South China Morning Post
16-05-2025
- Business
- South China Morning Post
Alibaba cements AI leadership as cloud unit reports fastest growth since 2022
Alibaba Group Holding's cloud and artificial intelligence (AI) unit continued to deliver a strong performance in the fourth quarter of its financial year ended March 31, as the company pushes for the technology's increased adoption in more traditional industries. The company's cloud computing and AI unit reported an 18 per cent revenue increase for the March quarter, representing the unit's fastest growth since 2022, as AI-related sales recorded triple-digit growth for the seventh consecutive quarter.
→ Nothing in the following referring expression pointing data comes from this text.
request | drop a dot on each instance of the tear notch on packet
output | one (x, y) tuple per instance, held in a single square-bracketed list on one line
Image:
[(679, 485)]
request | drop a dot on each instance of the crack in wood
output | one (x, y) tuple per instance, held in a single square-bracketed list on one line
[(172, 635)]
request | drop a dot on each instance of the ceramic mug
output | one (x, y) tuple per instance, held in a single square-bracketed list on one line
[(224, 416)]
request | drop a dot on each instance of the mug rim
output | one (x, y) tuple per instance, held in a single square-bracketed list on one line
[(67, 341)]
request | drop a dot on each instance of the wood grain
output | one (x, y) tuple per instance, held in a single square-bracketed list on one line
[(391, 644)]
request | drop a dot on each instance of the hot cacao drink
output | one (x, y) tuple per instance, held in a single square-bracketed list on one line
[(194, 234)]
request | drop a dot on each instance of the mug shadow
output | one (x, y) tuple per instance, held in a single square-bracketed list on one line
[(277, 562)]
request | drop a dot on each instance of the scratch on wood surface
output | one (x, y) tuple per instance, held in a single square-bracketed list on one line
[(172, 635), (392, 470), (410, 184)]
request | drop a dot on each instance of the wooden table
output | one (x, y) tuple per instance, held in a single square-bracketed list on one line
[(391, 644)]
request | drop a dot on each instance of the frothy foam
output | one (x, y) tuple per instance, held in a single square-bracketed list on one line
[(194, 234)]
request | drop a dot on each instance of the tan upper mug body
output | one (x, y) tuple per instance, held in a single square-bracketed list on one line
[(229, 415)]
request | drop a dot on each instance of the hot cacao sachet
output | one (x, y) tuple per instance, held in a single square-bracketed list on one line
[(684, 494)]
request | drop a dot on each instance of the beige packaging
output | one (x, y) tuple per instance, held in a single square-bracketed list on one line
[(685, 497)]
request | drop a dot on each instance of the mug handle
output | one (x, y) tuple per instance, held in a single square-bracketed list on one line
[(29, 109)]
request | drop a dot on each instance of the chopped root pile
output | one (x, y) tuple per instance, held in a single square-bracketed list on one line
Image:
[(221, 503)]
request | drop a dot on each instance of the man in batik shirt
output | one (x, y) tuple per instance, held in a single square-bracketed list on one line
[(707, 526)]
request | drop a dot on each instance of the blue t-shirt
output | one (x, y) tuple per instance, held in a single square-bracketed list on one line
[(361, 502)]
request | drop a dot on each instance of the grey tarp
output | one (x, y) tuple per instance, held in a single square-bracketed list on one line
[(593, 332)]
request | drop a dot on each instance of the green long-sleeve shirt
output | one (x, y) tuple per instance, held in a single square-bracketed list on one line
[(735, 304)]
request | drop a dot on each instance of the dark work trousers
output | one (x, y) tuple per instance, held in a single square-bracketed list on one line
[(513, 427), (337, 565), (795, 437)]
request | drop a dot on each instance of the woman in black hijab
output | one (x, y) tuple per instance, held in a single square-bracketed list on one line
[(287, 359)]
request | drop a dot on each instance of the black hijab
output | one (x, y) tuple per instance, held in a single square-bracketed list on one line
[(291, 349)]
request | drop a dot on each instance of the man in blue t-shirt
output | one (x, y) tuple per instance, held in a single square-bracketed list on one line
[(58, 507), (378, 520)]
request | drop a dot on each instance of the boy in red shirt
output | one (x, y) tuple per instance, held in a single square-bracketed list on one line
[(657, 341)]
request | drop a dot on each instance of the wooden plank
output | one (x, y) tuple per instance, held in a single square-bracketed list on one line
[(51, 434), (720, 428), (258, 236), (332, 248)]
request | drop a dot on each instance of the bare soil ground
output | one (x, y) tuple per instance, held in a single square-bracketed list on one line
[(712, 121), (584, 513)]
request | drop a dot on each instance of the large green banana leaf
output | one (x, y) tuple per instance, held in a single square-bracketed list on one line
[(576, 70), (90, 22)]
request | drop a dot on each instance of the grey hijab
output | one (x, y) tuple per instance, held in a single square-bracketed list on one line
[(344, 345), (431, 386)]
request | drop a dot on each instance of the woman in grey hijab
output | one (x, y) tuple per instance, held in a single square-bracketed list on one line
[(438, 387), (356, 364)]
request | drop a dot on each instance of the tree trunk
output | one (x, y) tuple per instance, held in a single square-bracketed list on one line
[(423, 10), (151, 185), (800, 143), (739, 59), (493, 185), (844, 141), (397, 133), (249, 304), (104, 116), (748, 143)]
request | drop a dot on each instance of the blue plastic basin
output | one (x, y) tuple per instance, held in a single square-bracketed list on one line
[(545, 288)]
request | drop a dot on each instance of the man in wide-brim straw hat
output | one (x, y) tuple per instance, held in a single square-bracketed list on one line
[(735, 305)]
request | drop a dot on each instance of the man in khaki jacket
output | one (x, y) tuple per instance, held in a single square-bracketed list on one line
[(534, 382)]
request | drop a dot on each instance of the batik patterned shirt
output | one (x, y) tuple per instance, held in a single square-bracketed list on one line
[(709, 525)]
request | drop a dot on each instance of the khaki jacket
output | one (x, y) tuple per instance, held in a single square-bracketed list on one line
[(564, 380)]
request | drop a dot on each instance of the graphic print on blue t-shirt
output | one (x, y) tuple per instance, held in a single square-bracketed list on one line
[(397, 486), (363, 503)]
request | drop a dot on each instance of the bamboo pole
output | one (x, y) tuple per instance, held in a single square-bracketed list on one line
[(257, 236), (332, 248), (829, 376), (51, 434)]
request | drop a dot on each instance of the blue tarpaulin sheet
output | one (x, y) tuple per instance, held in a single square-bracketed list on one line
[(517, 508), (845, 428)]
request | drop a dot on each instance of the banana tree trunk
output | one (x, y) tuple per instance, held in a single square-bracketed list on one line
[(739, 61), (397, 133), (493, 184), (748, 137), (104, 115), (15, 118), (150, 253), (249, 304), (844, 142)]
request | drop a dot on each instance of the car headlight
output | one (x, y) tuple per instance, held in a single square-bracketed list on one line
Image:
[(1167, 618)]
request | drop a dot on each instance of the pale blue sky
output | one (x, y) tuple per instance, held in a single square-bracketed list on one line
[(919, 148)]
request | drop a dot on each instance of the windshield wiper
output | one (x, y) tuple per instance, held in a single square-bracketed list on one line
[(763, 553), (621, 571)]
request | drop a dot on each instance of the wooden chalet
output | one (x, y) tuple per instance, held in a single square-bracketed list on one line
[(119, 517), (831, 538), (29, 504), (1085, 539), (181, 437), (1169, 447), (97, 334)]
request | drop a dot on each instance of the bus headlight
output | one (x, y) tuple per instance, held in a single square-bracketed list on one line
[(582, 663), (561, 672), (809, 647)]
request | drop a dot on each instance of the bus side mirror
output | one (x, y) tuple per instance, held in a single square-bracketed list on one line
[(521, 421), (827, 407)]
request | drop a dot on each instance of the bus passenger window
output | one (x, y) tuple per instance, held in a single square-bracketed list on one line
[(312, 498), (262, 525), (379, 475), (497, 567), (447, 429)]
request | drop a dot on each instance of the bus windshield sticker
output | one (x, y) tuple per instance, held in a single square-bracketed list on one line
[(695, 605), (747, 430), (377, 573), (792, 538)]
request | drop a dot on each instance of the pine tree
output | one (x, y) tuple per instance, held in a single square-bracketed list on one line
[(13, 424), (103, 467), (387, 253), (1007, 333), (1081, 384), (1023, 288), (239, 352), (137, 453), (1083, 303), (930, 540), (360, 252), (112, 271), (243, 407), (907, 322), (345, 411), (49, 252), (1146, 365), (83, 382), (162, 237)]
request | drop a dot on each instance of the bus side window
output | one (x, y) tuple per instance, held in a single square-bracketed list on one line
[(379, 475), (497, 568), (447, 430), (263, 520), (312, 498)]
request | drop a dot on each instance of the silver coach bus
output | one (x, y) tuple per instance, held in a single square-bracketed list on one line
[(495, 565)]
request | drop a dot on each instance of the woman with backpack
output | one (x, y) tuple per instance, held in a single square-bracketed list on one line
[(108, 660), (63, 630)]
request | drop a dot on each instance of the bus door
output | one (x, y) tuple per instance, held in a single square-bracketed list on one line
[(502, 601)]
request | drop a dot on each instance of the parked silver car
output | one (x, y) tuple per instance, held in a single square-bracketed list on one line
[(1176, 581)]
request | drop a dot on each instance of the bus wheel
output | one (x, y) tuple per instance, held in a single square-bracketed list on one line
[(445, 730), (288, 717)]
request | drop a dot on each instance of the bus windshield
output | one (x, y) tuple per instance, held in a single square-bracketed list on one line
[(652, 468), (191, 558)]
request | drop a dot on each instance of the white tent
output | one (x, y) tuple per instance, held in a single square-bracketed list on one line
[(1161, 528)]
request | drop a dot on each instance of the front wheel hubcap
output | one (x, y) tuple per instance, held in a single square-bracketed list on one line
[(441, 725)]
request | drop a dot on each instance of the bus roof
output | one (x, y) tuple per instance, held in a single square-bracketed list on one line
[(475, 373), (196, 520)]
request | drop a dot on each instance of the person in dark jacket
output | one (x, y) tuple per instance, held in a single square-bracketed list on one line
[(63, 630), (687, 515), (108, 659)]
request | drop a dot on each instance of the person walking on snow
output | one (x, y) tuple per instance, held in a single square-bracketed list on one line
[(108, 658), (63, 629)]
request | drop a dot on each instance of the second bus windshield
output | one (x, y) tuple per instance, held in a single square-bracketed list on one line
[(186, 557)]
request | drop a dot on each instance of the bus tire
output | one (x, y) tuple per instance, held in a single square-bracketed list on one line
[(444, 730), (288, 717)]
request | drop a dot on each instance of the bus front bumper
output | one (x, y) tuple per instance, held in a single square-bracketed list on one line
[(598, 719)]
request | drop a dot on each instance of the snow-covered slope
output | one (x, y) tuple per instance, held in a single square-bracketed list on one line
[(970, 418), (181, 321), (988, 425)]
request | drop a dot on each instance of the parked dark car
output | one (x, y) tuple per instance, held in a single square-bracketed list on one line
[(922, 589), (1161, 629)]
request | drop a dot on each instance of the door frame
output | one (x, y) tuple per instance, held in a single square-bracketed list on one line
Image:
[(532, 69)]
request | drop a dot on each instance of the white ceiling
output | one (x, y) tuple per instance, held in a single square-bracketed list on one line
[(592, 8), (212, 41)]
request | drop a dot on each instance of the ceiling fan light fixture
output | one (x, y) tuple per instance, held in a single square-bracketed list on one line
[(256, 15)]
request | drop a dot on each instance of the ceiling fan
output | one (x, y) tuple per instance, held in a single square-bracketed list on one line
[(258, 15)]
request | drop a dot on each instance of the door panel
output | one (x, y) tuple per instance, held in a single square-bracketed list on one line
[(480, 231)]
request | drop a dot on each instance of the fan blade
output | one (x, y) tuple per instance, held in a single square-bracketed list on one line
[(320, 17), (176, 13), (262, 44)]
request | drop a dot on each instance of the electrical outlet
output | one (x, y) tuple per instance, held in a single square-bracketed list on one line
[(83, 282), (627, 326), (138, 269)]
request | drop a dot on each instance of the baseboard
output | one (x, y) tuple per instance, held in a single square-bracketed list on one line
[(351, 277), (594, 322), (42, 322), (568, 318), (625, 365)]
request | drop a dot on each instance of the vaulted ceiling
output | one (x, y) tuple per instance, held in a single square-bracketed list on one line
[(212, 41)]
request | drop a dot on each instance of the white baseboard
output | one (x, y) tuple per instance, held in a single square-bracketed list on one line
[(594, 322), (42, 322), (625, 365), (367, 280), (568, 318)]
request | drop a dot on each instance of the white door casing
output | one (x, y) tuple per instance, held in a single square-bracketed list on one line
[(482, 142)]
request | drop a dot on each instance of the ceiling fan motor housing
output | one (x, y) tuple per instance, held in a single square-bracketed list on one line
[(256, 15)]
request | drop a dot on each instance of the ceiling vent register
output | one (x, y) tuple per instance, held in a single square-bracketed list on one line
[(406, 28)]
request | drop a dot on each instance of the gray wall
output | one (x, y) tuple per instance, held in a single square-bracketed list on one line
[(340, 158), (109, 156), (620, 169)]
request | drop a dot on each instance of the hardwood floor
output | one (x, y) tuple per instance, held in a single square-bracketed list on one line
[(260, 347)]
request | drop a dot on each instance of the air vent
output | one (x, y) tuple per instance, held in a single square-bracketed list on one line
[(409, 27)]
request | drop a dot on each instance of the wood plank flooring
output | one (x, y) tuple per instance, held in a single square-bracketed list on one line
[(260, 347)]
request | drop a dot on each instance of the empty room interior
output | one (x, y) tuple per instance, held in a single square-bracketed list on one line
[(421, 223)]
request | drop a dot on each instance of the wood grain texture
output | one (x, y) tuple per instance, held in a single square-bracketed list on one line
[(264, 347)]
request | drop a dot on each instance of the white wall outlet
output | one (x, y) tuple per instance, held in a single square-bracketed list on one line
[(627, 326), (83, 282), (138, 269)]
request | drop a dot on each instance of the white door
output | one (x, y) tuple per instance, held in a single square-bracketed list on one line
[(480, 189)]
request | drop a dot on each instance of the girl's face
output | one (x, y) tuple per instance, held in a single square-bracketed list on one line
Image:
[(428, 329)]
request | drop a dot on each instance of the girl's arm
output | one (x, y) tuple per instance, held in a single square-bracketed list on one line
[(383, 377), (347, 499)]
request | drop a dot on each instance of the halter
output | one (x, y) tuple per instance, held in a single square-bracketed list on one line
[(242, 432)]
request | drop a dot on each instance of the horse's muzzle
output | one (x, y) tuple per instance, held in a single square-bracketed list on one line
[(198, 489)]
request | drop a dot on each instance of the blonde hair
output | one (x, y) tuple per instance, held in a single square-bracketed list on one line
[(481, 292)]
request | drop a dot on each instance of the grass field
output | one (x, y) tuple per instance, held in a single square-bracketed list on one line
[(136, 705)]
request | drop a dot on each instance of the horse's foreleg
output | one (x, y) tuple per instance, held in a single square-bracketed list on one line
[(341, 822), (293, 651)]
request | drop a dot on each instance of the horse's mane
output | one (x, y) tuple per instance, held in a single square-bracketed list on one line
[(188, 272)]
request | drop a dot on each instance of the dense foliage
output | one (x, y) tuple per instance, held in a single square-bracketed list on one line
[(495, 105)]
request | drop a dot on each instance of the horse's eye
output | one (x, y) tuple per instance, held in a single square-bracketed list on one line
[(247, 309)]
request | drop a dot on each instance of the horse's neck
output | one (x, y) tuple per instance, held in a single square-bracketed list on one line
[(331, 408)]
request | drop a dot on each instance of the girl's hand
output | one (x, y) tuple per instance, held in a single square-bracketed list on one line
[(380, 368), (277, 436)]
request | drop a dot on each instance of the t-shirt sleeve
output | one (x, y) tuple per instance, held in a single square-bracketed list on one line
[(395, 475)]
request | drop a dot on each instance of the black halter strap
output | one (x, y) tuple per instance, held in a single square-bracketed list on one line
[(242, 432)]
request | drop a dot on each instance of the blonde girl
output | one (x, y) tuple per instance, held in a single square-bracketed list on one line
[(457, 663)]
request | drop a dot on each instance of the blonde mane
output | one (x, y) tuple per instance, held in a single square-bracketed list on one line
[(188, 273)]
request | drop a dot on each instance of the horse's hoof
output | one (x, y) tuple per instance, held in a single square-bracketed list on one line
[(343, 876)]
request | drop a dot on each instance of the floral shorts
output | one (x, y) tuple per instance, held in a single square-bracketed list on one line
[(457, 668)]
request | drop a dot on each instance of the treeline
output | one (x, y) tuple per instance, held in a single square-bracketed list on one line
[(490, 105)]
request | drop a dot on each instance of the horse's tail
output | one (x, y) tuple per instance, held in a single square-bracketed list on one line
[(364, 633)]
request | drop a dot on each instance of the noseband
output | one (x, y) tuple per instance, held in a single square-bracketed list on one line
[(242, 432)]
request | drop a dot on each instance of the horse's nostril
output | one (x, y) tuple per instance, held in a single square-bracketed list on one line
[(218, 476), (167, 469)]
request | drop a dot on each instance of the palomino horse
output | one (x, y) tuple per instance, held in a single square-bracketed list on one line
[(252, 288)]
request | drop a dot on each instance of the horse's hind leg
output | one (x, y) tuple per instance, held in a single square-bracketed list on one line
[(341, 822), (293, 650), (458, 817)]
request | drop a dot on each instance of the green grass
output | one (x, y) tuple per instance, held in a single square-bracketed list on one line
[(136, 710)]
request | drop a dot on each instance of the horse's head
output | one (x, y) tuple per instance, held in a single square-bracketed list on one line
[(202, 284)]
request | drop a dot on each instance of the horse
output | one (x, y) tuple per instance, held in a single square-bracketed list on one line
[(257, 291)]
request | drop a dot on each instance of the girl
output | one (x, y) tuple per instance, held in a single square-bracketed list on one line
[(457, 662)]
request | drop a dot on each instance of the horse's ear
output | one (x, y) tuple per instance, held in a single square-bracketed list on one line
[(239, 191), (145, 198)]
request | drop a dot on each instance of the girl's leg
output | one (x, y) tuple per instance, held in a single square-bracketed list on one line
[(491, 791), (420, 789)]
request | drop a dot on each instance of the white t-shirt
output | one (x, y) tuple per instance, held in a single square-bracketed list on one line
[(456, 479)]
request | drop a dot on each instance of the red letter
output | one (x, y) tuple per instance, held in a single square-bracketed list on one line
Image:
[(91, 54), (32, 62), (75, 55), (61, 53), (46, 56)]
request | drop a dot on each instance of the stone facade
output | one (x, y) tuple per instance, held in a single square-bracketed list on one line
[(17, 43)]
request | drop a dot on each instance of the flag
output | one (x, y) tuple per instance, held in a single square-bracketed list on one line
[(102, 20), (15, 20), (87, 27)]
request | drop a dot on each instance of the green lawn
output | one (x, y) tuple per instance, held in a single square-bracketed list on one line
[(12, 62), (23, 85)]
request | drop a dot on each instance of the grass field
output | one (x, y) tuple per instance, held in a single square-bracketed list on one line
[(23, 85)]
Alibaba owns the South China Morning Post. 'In cloud computing, it has clear market leadership as the backbone of digitalisation across different industries,' Jefferies analysts Thomas Chong and Zoey Zong said in a research note on Thursday. During an earnings call on Thursday, Alibaba chief executive Eddie Wu Yongming highlighted internet services, autonomous driving, financial services and online education as areas seeing faster AI adoption. Meanwhile, the Hangzhou-based company is seeing growing momentum from more traditional industries such as animal farming and manufacturing, he added. The logos of Alibaba and its Qwen AI model are seen in this illustration taken January 29, 2025. Photo: Reuters The company recently signed a major deal with the state-backed Industrial and Commercial Bank of China, which adopted Alibaba Cloud's database service PolarDB as its enterprise-wide transactional distributed database. 'This represents a strong endorsement of our technological capabilities by one of the most demanding financial institutions in terms of business performance and technology requirements,' Wu said.